Currently, what you are looking at is Sven’s mate trying to combine with an avian genetic code. Sven, well, he’s secretive about things close to him, even when it comes to his host. Sylvi was taken away from him close to her term. She was due with a litter when we were all captured. At the moment, what I’m sensing from Sven through your connection to Nat is…pain. He’s…afraid. The wolf seemed to find this a rather curious occurrence. Deck collapsed on the broken sofa, too stunned to comprehend much more. Yeller glared at him and shifted away.
You’ve gotta be freakin’ kidding me. Deck replied numbly. And what exactly am I supposed to call you?
My name is Dietrich. My clan and I originated in the deep Siberian tundra land. We are old and pure of breed. We were the last of our kind to hold the key that led to the splitting of all canine breeds.
You are still scared of me, of what has happened. I will leave you for now to process everything. Call for me if you have need. Just like that, the wolf ceased its endless pacing and virtually disappeared.
Deck laid his head in his hand and thought for a while, observing the tears in Hana’s onyx eyes.
He glanced over at Sun Hee, and then an idea struck him.

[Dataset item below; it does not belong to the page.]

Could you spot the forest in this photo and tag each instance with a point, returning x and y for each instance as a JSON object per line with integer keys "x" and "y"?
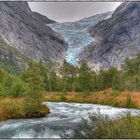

A flash of genius. “Sibor, how long will you hide from all of us?” Deck tested Sun Hee. His girlfriend looked at him bewildered for a second before her form shifted into the wolf. It sat before him, expectantly. He reached out cautiously and rubbed behind her ear. Deck bent his head to touch hers. “Dietrich says hello.” Zola’s wolf pushed for attention. Anastasia’s tail wagged a smidge in acknowledgement. “You realise that Heinrich picked Sun Hee’s brother, right?” Deck laughed.
Then Benj looked up. “Heinrich?”
“Dad says hello,” Deck smiled. The coal grey wolf howled in joy, stealing Benj’s morph.